В 1920-1930-х годах уровень детской смертности в Советском Союзе соответствовал уровню детской смертности в промышленно развитых странах Западной Европы на 40-80 лет ранее. Германское вторжение привело к разрушению уже устаревшей городской санитарной и жилищной системы, что вкупе с массовым голодом привело к еще большему росту детской смертности. Однако в противовес ожиданиям после 1942 года уровень детской смертности снижается, причем не просто до довоенного уровня, а значительно больше. Более того, эта тенденция оказалась устойчивой. Послевоенный голод 1947 года привел к новому всплеску детской смертности, но после того, как голод отступил, показатели детской смертности вернулись на уровень 1945-1946 годов. Этот процесс шел крайне неравномерно, не всем регионам удалось быстро оправиться: Урал вернулся к показателям до 1947 года только в начале 1950-х годов. Процесс восстановления и улучшения интенсивнее всего шел в Москве, где уровень детской смертности быстро стал значительно ниже, чем в тыловых промышленных регионах.
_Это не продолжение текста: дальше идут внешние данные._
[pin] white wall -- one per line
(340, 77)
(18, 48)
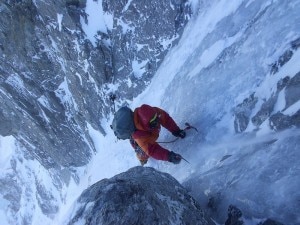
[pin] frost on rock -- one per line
(141, 195)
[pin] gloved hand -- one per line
(174, 158)
(179, 133)
(143, 162)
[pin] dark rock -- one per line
(150, 24)
(234, 216)
(292, 92)
(141, 195)
(270, 222)
(242, 113)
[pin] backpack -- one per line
(123, 123)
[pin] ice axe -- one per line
(188, 127)
(184, 159)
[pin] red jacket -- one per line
(146, 137)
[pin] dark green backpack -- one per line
(123, 123)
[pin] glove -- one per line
(143, 162)
(174, 158)
(179, 133)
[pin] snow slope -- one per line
(223, 56)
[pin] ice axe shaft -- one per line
(185, 160)
(189, 126)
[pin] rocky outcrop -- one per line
(257, 111)
(141, 195)
(54, 82)
(142, 34)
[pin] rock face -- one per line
(138, 196)
(54, 83)
(142, 34)
(276, 110)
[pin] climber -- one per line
(148, 121)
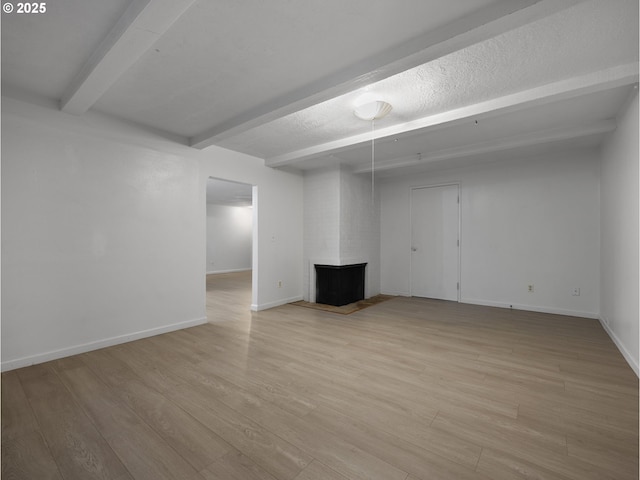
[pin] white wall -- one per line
(619, 234)
(341, 225)
(104, 232)
(523, 221)
(229, 238)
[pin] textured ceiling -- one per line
(278, 79)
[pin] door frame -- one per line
(459, 272)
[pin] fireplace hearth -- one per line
(339, 285)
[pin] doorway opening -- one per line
(230, 240)
(435, 242)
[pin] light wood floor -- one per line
(408, 389)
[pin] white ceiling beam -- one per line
(136, 31)
(480, 148)
(487, 23)
(564, 89)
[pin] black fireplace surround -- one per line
(339, 284)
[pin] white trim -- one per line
(87, 347)
(276, 303)
(625, 353)
(233, 270)
(531, 308)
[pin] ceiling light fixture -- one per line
(370, 109)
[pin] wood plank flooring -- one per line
(410, 389)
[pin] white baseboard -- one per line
(87, 347)
(531, 308)
(276, 303)
(625, 353)
(234, 270)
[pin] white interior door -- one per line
(435, 242)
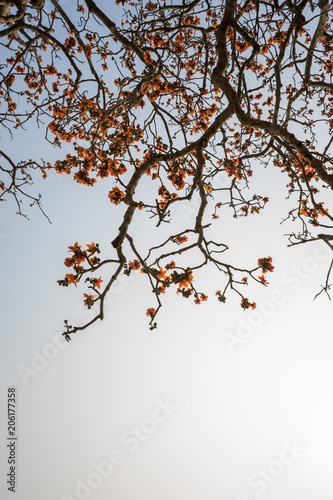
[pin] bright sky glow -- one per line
(216, 404)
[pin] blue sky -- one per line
(217, 403)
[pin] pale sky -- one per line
(216, 404)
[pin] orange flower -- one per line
(151, 312)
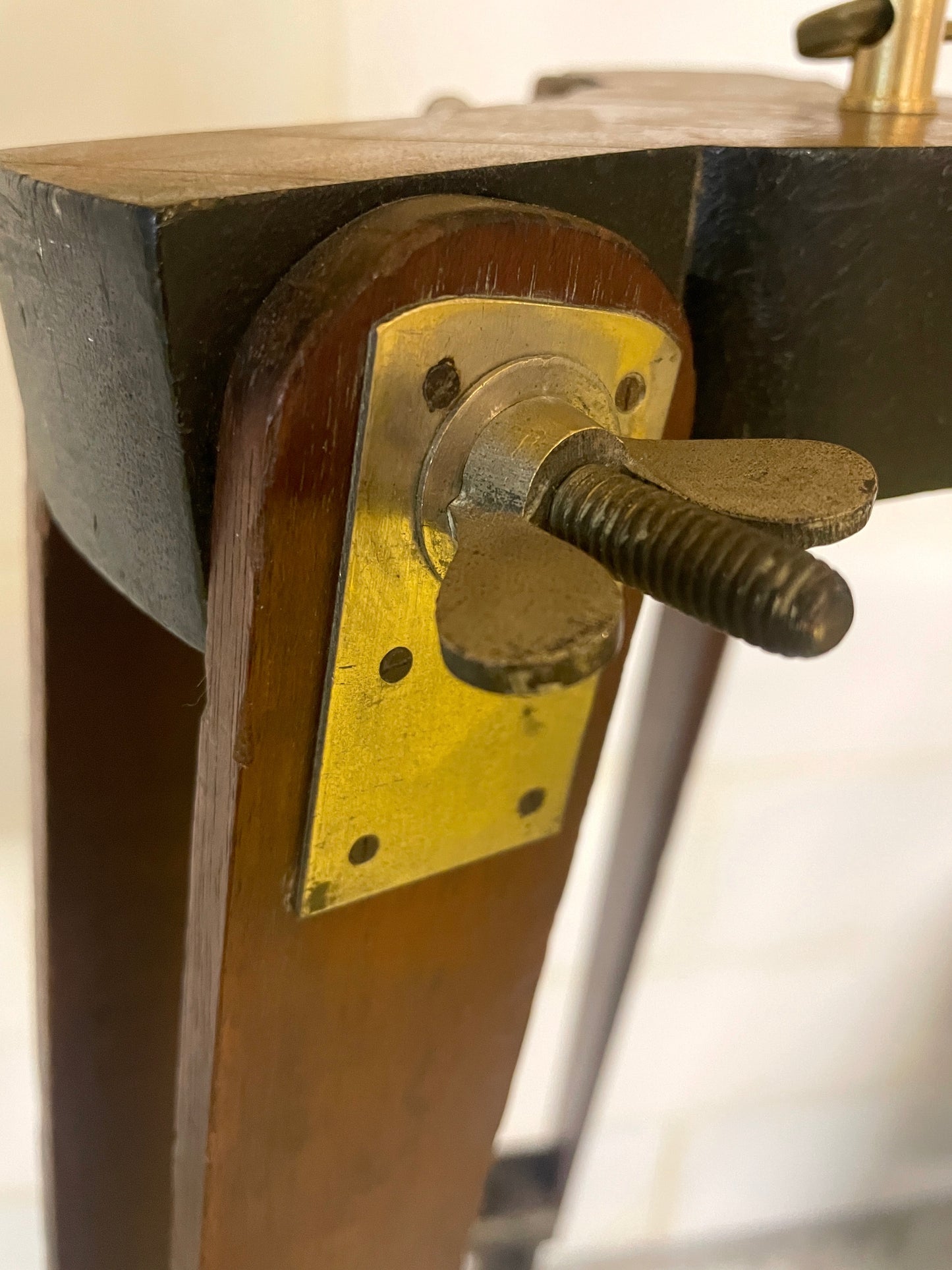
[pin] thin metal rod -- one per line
(682, 675)
(524, 1193)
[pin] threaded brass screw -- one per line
(730, 575)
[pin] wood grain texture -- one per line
(342, 1078)
(629, 111)
(116, 709)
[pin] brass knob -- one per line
(845, 30)
(895, 46)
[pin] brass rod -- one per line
(897, 75)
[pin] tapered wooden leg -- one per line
(343, 1075)
(116, 709)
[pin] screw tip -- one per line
(823, 616)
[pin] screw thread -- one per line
(727, 574)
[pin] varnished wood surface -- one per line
(116, 708)
(342, 1078)
(631, 111)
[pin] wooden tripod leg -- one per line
(116, 708)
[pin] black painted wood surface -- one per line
(819, 281)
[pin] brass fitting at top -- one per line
(895, 49)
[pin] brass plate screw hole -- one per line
(441, 386)
(364, 849)
(397, 664)
(630, 393)
(531, 801)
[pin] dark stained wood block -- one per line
(131, 270)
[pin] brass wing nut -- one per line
(716, 529)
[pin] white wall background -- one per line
(786, 1042)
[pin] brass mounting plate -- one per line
(419, 774)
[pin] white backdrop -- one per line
(786, 1044)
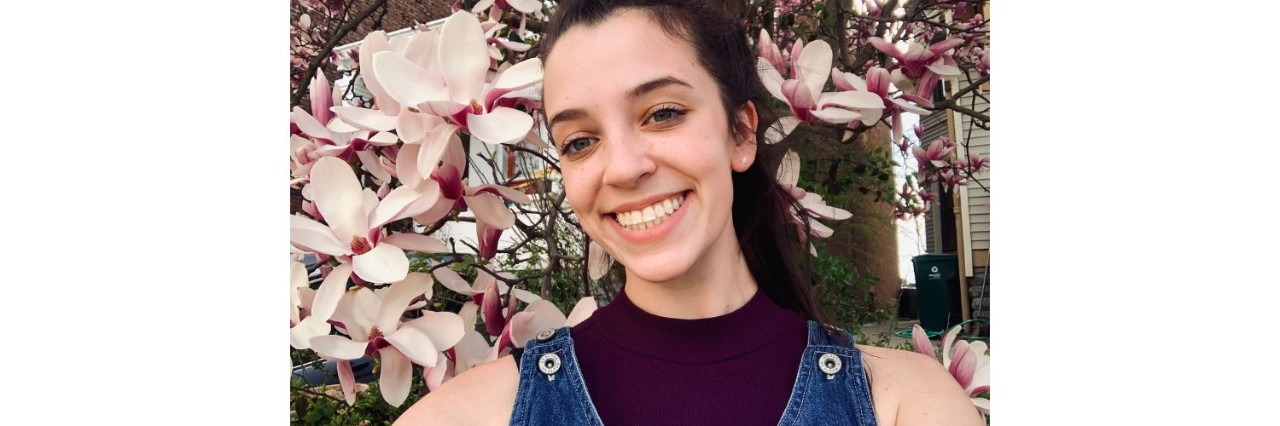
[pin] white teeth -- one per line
(650, 215)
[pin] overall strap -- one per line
(831, 385)
(551, 389)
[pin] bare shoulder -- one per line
(912, 389)
(481, 395)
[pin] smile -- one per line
(650, 215)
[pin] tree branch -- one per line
(328, 49)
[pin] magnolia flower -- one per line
(877, 82)
(353, 225)
(455, 87)
(375, 329)
(920, 67)
(443, 166)
(803, 91)
(967, 362)
(302, 324)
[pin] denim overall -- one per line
(831, 385)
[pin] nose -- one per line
(629, 161)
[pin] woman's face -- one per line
(645, 146)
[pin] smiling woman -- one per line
(716, 324)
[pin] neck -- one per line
(718, 283)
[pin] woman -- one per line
(649, 104)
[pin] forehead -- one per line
(603, 62)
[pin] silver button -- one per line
(547, 334)
(549, 365)
(830, 363)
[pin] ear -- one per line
(744, 126)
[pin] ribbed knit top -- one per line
(736, 369)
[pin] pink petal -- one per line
(375, 42)
(885, 46)
(444, 329)
(920, 340)
(540, 315)
(789, 169)
(397, 298)
(348, 381)
(598, 262)
(301, 334)
(942, 46)
(415, 346)
(384, 264)
(453, 282)
(394, 206)
(311, 236)
(525, 5)
(411, 127)
(464, 56)
(434, 376)
(307, 124)
(396, 376)
(583, 310)
(778, 131)
(836, 115)
(492, 210)
(338, 347)
(814, 65)
(338, 196)
(506, 192)
(442, 138)
(798, 96)
(406, 82)
(330, 292)
(501, 126)
(370, 164)
(520, 76)
(416, 242)
(421, 50)
(771, 78)
(848, 81)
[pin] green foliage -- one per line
(314, 408)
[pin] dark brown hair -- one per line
(769, 243)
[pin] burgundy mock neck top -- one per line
(736, 369)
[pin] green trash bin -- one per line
(937, 291)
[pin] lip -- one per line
(654, 233)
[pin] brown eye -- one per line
(666, 114)
(579, 145)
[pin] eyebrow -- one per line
(576, 113)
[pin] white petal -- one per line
(396, 378)
(406, 82)
(416, 242)
(312, 236)
(330, 292)
(464, 56)
(814, 65)
(492, 210)
(520, 76)
(398, 297)
(384, 264)
(301, 334)
(581, 311)
(501, 126)
(453, 282)
(415, 346)
(338, 347)
(337, 193)
(444, 329)
(771, 78)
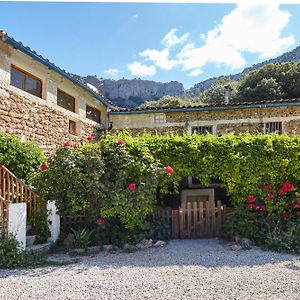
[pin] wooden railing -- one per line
(13, 190)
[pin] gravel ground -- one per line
(186, 269)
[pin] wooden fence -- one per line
(75, 221)
(12, 190)
(194, 220)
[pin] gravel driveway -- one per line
(186, 269)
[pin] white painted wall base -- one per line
(17, 222)
(54, 221)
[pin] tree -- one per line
(271, 82)
(216, 93)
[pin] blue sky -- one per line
(163, 42)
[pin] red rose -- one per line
(251, 199)
(90, 138)
(132, 186)
(169, 170)
(266, 187)
(287, 187)
(100, 221)
(43, 167)
(263, 208)
(285, 216)
(67, 143)
(250, 206)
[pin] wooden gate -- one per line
(194, 219)
(12, 190)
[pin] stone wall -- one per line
(222, 121)
(33, 121)
(234, 114)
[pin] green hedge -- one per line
(241, 162)
(22, 158)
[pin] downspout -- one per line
(107, 120)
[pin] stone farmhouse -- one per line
(41, 102)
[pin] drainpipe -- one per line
(227, 91)
(107, 120)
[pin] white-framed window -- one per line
(273, 127)
(202, 129)
(159, 119)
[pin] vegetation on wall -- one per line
(21, 158)
(117, 178)
(110, 178)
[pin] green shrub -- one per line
(95, 179)
(107, 179)
(82, 237)
(270, 218)
(12, 257)
(21, 158)
(39, 222)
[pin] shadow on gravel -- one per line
(207, 253)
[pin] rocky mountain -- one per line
(200, 87)
(132, 92)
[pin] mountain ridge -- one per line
(130, 93)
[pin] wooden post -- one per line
(219, 217)
(213, 218)
(181, 220)
(195, 223)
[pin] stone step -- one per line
(30, 239)
(42, 248)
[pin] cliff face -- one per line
(200, 87)
(133, 92)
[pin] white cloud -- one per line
(171, 39)
(195, 72)
(159, 58)
(92, 87)
(138, 69)
(254, 28)
(112, 72)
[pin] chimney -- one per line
(227, 92)
(2, 34)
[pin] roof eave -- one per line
(51, 66)
(191, 109)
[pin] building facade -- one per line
(261, 117)
(41, 102)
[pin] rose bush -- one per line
(271, 217)
(107, 179)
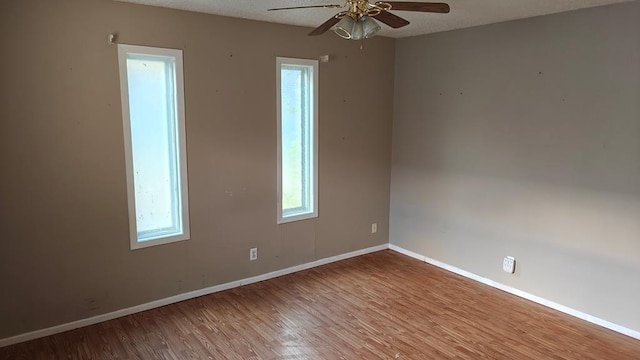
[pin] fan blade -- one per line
(326, 26)
(307, 7)
(417, 6)
(391, 20)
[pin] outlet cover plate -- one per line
(509, 264)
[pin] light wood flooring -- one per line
(378, 306)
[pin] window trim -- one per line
(282, 219)
(180, 138)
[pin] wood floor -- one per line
(377, 306)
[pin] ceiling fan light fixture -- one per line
(370, 27)
(364, 28)
(345, 27)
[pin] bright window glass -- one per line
(297, 139)
(153, 109)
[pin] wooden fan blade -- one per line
(325, 26)
(391, 20)
(417, 6)
(307, 7)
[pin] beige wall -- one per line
(523, 139)
(64, 246)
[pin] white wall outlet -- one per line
(509, 264)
Несмотря на эту неравномерность, такое снижение уровня детской смертности выглядит странно. Мы знаем, что улучшение ситуации с детской смертностью в викторианской и эдвардианской Британии, а также в Германии эпохи Вильгельмов не происходило в силу какого-то одного фактора. Скорее, речь шла о сочетании нескольких факторов – улучшение санитарных и жилищных условий, снижение рождаемости, удешевление еды. Ни один из этих факторов не работал в послевоенном СССР. Сохранялась перенаселенность городов, рождаемость быстро росла, улучшения санитарных условий происходили мучительно медленно (а в некоторых местах вообще не происходили), существовал хронический дефицит мыла и принадлежностей для мытья, население страдало от постоянного и продолжительного недоедания. При всех этих сложностях нам следует помнить, что Советский Союз не был викторианской Британией или Германией начала века. Развитие санитарной инфраструктуры, как и уровень детской смертности, отставали от Западной Европы на 40-80 лет. И это не преувеличение, а точная картина того, как после войны выглядела большая часть российских городов, оставшихся в тылу. В то же время Советский Союз смог воспользоваться или позаимствовать некоторые медицинские достижения Запада. Здесь умели прививать детей, лечить дифтерию и тифозную лихорадку. Здесь начали применять, пусть и в примитивных формах, западные стандарты эпидемиологического контроля и иммунизации для снижения масштабов заражения и доли смертельных случаев от кори среди младенцев и малолетних детей. Использование примитивной, но эффективной вакцины помогло снизить смертность от тифа во время войны. Уже в 1930-е годы начали прививать детей от туберкулеза. После войны стали ограниченно использовать антибиотики, в том числе сульфаниламиды для лечения дизентерии и пенициллин для лечения пневмонии. Все эти методики применялись среди населения, обитавшего в ужасных жилищных и санитарных условиях, постоянно подвергавшегося угрозе заболевания[550]
.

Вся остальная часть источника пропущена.